Platinum for July delivery rose $37.40, or 3.1 percent, to $1,239.30 an ounce on the Comex, after reaching a record $1,243. In London, platinum for immediate delivery rose $40 to $1,235.50 and were up 41 percent in the past 12 months.

“China wants to move away from U.S.-denominated assets,” said John Licata, chief investment strategist at Blue Phoenix., an energy and metals consultant. “This is good for gold as the dollar weakens.”

Gold may reach $850 this year, Mr. Licata said. He correctly predicted gold would reach $500 in 2005.

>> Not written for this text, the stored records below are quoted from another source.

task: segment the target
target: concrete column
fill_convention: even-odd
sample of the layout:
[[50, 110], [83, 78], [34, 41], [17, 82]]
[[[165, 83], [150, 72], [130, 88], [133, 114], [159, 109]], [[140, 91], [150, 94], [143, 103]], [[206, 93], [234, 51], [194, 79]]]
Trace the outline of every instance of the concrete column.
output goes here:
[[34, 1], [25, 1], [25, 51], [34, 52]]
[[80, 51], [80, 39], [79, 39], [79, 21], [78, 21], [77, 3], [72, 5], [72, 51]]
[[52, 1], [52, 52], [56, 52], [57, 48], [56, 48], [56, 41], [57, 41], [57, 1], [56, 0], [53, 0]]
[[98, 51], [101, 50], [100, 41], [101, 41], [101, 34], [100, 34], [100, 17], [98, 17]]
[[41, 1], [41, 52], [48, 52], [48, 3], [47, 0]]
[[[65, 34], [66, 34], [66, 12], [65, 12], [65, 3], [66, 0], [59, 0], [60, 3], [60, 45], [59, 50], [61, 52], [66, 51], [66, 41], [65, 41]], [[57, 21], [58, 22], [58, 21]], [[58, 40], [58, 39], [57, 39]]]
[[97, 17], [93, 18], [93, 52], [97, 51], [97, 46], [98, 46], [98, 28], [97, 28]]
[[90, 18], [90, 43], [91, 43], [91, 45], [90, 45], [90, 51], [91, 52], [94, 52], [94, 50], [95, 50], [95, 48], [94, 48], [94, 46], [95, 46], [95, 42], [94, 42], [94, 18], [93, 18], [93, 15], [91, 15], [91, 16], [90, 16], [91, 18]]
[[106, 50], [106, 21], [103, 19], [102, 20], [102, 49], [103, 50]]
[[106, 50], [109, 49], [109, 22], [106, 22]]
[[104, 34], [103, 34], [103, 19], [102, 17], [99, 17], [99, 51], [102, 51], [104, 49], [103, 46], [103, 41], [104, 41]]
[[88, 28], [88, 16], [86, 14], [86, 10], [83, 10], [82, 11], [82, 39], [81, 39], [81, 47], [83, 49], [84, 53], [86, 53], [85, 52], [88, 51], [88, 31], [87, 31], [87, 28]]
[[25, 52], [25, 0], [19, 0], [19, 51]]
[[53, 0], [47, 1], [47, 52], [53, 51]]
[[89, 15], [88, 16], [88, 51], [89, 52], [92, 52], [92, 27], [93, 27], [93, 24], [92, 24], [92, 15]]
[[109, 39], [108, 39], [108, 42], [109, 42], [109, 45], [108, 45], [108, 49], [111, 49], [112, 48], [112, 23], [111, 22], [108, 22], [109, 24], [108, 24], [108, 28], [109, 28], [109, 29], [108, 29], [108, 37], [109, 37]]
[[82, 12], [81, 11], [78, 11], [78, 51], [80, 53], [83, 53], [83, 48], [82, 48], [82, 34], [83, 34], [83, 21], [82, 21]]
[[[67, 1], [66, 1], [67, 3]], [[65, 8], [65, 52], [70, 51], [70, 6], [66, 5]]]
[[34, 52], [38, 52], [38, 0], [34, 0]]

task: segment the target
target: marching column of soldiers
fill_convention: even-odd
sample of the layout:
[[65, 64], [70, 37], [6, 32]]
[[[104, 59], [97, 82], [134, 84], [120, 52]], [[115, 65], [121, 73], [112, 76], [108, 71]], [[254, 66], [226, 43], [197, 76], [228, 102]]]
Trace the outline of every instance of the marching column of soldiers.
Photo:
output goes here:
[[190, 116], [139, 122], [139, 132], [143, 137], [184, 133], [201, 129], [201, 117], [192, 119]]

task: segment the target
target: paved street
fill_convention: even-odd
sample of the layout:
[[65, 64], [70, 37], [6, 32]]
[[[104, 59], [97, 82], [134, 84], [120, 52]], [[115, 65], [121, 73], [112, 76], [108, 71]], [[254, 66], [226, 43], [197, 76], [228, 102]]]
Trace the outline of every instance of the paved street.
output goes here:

China has about 75 percent of its reserves in dollars, compared with about 1.3 percent in gold. South Africa and Russia have said they want to increase their gold reserves.

“It’s very possible that we could hit $1,000 soon,” said Frank Holmes, who manages $5.2 billion, including $1.5 billion in gold stocks such as Barrick Gold, at U.S. Global Investors. “Governments, such as China, are buying bullion. It’s like the way smart people buy insurance.”

Some analysts said China may have already moved to increase its gold reserves, contributing to the strength in gold prices in the past year.

Other analysts say if China increases its reserves too quickly, it would disrupt financial markets.

“If China really wanted to diversify its reserves with a significant percentage, they’d bring the market to $2,000,” said Christoph Eibl, head of commodities trading at Tiberius Asset Management AG in Zug, Switzerland. “There isn’t one central banker out there who wants to do that, as it will have a huge impact on the financial system.”